Your financial goals should be the product of your convictions, and will always be adjusted to your principles, values and priorities.
One of the first difficulties when organizing personal finances has to do precisely with setting financial goals; that is, the destination to which we are going. There are no good or bad goals; you also can’t pretend to set your financial goals by copying those that other people have imposed for themselves, far from it; financial goals vary according to your attitude, your needs, your heritage and your current financial situation.
First, before you get to work on establishing your goals, keep in mind that any goal must be expressed in numbers or percentages. If you think your goal is to have enough money saved to pay for unexpected expenses of your home and vehicle, you are not really saying anything; what is “enough” for you? How will you know if you’re getting close to the goal you set if you can not see your evolution? You should rather say: I’ll save 15% of my income as of the month of January 2016. As you can see you must not only concentrate on your desire, but also quantify what you want.
A second aspect to keep in mind is that goals are the expression of a balance between ambition and realism. It’s useless to establish poorly ambitious or easily achievable goals (eg, reduce weekly coffee spending, knowing that that’s what it costs a modest breakfast of churros with chocolate) Similarly, it is not useful to set unrealistic or difficult to reach goals (eg, to reduce by 80% the monthly utility bill for next month). In the first case, if the goal is very easy to accomplish, there would be no reason to change financial habits that contribute to achieving the medium and long term plans. In the opposite case, if you set very hard or hardly achievable goals, you will feel frustrated at not being able to reach them and in the end, dismiss the possibility of establishing new guidelines to put your finances in order. You may already have noticed that goals should involve some additional effort; In other words, your goals should require you to maintain some discipline and rigor in your daily action; therefore, that’s why you should avoid goals imposed by other people. Keep in mind that your financial goals should be the product of your conviction and consequently adjusted to your principles, values and priorities.
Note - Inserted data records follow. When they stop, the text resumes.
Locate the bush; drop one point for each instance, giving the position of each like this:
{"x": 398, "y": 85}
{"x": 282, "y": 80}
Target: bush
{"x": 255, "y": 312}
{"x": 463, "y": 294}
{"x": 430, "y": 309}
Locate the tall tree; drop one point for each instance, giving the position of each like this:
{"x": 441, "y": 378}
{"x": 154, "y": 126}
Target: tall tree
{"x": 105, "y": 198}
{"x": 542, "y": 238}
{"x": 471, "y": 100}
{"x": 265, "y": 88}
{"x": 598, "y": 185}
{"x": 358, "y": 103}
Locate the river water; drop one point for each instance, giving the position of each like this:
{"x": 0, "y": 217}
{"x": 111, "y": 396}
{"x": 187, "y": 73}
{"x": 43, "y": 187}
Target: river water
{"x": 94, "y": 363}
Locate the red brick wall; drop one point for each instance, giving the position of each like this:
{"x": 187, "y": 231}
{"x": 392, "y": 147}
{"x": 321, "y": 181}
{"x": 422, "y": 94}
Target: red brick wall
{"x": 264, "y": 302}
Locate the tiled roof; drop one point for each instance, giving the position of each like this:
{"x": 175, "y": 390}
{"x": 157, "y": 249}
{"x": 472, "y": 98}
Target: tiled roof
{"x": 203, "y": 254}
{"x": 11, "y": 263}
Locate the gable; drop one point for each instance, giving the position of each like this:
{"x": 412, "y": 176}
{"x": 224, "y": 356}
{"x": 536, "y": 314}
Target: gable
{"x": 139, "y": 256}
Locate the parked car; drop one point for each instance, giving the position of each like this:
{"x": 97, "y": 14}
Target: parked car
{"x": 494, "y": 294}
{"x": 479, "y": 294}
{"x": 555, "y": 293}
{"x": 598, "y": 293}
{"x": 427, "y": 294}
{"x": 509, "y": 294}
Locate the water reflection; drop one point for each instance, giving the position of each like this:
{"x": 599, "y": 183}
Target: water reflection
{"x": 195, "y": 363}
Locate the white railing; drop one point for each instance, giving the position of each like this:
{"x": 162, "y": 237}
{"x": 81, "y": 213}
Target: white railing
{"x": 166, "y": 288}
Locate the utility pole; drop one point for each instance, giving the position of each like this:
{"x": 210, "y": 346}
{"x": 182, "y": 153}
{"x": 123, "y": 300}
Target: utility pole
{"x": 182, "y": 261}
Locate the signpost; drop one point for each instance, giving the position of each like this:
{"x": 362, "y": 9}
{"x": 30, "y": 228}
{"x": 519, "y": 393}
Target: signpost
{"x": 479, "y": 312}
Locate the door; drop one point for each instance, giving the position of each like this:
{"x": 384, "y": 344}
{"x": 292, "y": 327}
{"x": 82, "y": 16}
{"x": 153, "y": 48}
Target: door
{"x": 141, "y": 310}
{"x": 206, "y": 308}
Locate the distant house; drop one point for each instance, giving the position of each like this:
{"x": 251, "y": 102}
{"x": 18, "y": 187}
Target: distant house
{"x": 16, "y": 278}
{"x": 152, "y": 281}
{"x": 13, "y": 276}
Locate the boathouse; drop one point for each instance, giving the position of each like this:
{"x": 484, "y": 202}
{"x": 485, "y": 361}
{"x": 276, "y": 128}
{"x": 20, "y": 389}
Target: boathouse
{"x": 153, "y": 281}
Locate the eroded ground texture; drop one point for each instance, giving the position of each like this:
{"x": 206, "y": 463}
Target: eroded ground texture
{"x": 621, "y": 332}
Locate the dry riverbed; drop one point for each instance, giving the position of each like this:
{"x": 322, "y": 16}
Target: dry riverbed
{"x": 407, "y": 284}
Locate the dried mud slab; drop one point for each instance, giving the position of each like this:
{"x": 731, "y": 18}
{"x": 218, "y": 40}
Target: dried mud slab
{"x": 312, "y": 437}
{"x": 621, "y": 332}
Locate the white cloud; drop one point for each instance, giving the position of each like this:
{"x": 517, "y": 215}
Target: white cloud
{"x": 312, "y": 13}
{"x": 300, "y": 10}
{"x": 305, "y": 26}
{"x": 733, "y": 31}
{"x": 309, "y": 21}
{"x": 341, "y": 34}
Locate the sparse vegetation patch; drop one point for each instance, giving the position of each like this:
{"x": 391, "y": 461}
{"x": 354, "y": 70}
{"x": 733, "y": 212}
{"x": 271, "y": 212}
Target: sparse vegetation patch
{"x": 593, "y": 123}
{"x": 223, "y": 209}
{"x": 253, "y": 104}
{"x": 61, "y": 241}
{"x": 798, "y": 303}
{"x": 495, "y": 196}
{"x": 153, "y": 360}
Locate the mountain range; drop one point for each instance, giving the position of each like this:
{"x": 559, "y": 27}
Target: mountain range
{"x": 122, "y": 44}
A third element to consider when setting your financial goals is that they can not be contradictory; all of them form part of a gearing that lets you achieve the welfare state you want. If you set a financial goal like this: save 30% of my monthly salary, and another defined in terms of: allocate 80% of my salary to reduce the outstanding balance of my credit card, which one are you going to fulfill?. Obviously both contradict each other, and at least one of them is not doable.
Finally, formulate your goals in the short, medium and long term. Don’t put them all in the same boat. For a financial objective of higher order, as might be the case: ensure financial freedom after retirement, you can set a short term goal, for example: Hiring a pension plan before the end of the fist half of 2016. You can also set a goal to medium term that contributes to achieve the same goal: for example: Acquire within the next three years, a house on the beach to rent it; and finally: A long-term goal might be: To reach retirement age without mortgage commitments and maintaining ownership of the two houses.
As you can see, setting goals is a dynamic process that requires constant review and adjustment, but the faster and at an earlier age you begin to establish your long-term goals, much better; for example, can you imagine that you start planning today how to earn income after your retirement, if you think that will happen next year? It would not make much sense, right?